What does the architecture of Flux.RNN look like?

Hi all,
I am confused about the architecture of RNN in Flux.jl. If I define a RNN using the code RNN(3,3), will it be like the left one or the right one in the picture below?

image

Based on the documentation, I think it is more like the right one, but I am not sure:

Flux.RNN —Function

RNN(in::Integer, out::Integer, σ = tanh)

The most basic recurrent layer; essentially acts as a Dense layer, but with the output fed back into the input each time step.

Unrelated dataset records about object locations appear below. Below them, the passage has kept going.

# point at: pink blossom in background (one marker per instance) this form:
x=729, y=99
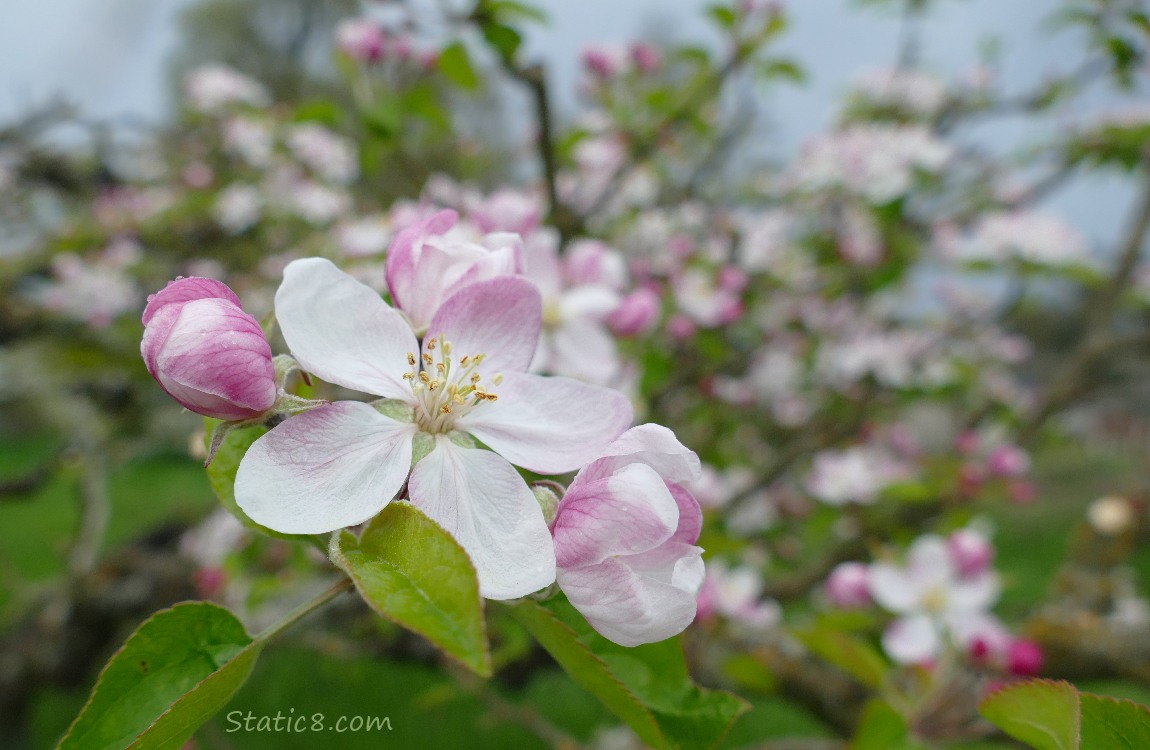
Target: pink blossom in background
x=339, y=465
x=625, y=538
x=206, y=352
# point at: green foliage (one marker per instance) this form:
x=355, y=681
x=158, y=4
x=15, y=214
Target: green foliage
x=1056, y=716
x=648, y=687
x=177, y=670
x=413, y=572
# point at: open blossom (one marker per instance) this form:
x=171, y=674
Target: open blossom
x=340, y=464
x=934, y=601
x=625, y=538
x=426, y=265
x=206, y=352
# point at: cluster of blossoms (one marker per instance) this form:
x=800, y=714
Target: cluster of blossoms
x=941, y=598
x=450, y=367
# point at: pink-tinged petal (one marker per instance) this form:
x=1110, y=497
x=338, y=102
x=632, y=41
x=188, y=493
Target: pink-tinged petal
x=592, y=300
x=326, y=469
x=583, y=349
x=627, y=513
x=630, y=609
x=342, y=330
x=892, y=588
x=481, y=500
x=651, y=444
x=211, y=357
x=499, y=318
x=549, y=425
x=690, y=515
x=185, y=290
x=912, y=640
x=405, y=251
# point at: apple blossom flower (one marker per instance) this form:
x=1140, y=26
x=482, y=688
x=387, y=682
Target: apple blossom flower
x=206, y=352
x=340, y=464
x=575, y=338
x=934, y=599
x=625, y=538
x=849, y=586
x=426, y=266
x=735, y=592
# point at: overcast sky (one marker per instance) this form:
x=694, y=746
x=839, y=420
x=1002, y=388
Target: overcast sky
x=107, y=58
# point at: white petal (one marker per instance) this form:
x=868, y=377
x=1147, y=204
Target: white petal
x=892, y=588
x=499, y=318
x=549, y=425
x=342, y=330
x=627, y=513
x=326, y=469
x=651, y=444
x=628, y=607
x=488, y=507
x=912, y=640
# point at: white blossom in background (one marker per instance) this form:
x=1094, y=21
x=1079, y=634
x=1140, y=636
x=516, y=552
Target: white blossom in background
x=213, y=89
x=857, y=474
x=1025, y=236
x=238, y=207
x=875, y=162
x=327, y=154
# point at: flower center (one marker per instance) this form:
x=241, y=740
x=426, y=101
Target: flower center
x=445, y=388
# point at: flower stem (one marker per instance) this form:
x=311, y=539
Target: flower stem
x=304, y=610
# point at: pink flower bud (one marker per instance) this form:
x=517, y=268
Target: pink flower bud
x=360, y=39
x=1009, y=460
x=970, y=551
x=637, y=313
x=645, y=56
x=206, y=352
x=1024, y=658
x=849, y=586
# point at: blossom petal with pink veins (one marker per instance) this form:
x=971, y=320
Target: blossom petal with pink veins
x=549, y=425
x=342, y=330
x=482, y=502
x=328, y=468
x=892, y=588
x=912, y=640
x=651, y=444
x=405, y=253
x=214, y=358
x=626, y=513
x=499, y=318
x=185, y=290
x=690, y=515
x=631, y=609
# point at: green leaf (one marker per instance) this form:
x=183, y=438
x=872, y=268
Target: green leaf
x=848, y=652
x=177, y=670
x=504, y=39
x=414, y=573
x=455, y=64
x=653, y=679
x=585, y=668
x=882, y=728
x=1110, y=722
x=222, y=475
x=1042, y=713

I actually want to define a multi-input and multi-output RNN like the right one in the figure. If flux.RNN() cannot achieve this, do anyone have ideas how to write it mannually?

Thanks a lot for your help!

7 Likes

Has there been any insight into this question?

You can use Flux.RNN either way, the only difference is how you manage your inputs.

Left:

x1 = rand(Float32, 3)
x2 = rand(Float32, 3)
x3 = rand(Float32, 3)

m = Flux.RNN(3,3)

y1, y2, y3 = m.([x1, x2, x3]) # Apply the RNN to each input sequentially.

Right:

x1 = rand(Float32, 3)
x2 = rand(Float32, 3)
x3 = rand(Float32, 3)

x = vcat(x1,x2,x3)

m = Flux.RNN(9,3)

y1, y2, y3 = m.([x,x,x]) # Apply the RNN to the concatenated input three times.

You can also use a Dense layer to learn a weighted combination of x1, x2, x3 .

2 Likes